Возможно. Мне кажется, что существует два типа литературы свидетелей: один — документальный (здесь усилие направлено просто на то, чтобы сообщить о своем опыте, независимо от того, преследует ли рассказчик компенсационную цель или нет), и другой, когда свидетельство поднимается до уровня произведения искусства. В этом заключается отличие созданного Примо Леви, Амери или Боровски от огромного объема написанного другими, обычными свидетелями. Такие произведения искусства, как «Человек ли это?» Леви, не столько стремятся рассказать о том, «что было», сколько о том, что ощущает человек, которого подвергают таким унижениям и мукам, каким немцы и их союзники во время Второй мировой войны подвергали евреев, цыган, гомосексуалистов и другие группы населения, считавшиеся «паразитирующими». Любой, кто знает необходимые языки и умеет работать, может создать сообщение о фактах холокоста — что само по себе большое достижение, это требует большого труда и дисциплины. И совсем другое дело — воссоздать все чувства жертвы (или даже преступника) в активно воздействующем образе. «Человек ли это?» Примо Леви — великая реконструкция истории, и не только благодаря своей фактической точности.

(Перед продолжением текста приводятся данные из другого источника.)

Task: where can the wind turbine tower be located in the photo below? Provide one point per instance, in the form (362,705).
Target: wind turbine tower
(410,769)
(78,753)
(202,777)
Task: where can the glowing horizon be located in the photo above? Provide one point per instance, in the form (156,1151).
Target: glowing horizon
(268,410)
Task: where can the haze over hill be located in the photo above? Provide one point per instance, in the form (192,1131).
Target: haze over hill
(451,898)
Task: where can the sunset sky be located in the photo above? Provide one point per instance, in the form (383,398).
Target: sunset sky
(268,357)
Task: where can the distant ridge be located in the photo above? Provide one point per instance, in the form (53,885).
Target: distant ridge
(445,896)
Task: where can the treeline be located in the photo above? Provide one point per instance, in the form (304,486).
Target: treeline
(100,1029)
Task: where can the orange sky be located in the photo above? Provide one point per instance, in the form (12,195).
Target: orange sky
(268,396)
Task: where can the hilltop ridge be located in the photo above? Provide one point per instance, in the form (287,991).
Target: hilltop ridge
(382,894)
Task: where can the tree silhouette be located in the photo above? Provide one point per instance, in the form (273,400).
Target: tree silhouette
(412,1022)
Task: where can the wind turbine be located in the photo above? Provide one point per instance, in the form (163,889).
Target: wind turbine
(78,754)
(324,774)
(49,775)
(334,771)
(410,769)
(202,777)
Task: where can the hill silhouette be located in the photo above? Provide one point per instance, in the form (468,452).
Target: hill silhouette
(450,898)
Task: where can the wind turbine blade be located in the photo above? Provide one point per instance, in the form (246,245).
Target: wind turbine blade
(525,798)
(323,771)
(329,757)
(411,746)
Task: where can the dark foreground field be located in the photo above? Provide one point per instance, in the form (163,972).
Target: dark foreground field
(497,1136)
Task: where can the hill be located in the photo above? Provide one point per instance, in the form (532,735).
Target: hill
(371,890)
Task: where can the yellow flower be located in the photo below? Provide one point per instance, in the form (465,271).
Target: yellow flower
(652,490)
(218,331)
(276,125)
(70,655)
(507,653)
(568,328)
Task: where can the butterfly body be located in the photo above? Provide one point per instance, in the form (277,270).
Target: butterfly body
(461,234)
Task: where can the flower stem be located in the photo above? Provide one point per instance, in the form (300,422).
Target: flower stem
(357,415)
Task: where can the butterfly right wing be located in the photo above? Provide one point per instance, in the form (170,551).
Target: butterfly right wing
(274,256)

Как соотносятся использованный вами эпиграф из Барта “Le fait n’a jamais qu’une existence linguistique”[1] с признанием вами реальности событий прошлого?
Мне кажется, что следует провести различие между «фактом» и «событием». События — это то, что происходит сейчас или произошло в прошлом. Факты — это высказывания о событиях. Таким образом, точнее, по-моему, говорить о «высказываниях, получающих статус факта» или «высказываниях, имеющих значение факта». Философ Артур Данто определяет факт как «описываемое событие». Иначе говоря, факт — это утверждение, которое «классифицирует» событие: «Взятие Бастилии стало началом Великой французской революции». Правда это или ложь? Мы можем задать этот вопрос относительно высказывания, но не события. Вопрос о том, истинно или ложно «взятие Бастилии», бессмыслен. То есть событие или произошло, или нет, но прежде чем начать выяснять, произошло ли оно, следует определить, что именно мы выясняем. Была ли взята Бастилия или нет? Если да, то в какое время и при каких обстоятельствах? Так мы начинаем накапливать факты, которые в совокупности призваны осветить событие. Но, как учил Аристотель, описывать нечто единичное[2] — деятельность, не имеющая конца. Вот почему историческая интерпретация бесконечна. А если так, стоит ли вообще этим заниматься?
Стэнфорд, Калифорния, лето 2005 года
[1] Р. Барт говорит здесь о «факте» как элементе дискурса. Ср. эту цитату в более широком контексте: «Так мы приходим к парадоксу, которым и регулируется вся система исторического дискурса (в отличие от других типов дискурса): факт обладает лишь языковым существованием (как элемент дискурса), но при этом все происходит так, будто его существование — просто “копия” какого-то другого существования, имеющего место во внеструктурной области, в “реальности”» (Барт Р. Дискурс истории // Система моды. Статьи по семиотике культуры. М., 2003. С. 438. Перевод С. Зенкина).
[2] Ср. в «Метафизике» об общем и единичном и их определении (Аристотель. Сочинения в четырех томах. М.: Мысль, 1975. Т. 1). Ср. также: «...поэзия больше говорит об общем, история — о единичном» (там же. Т. 4. Поэтика. 1451b. Перевод. М. Гаспарова).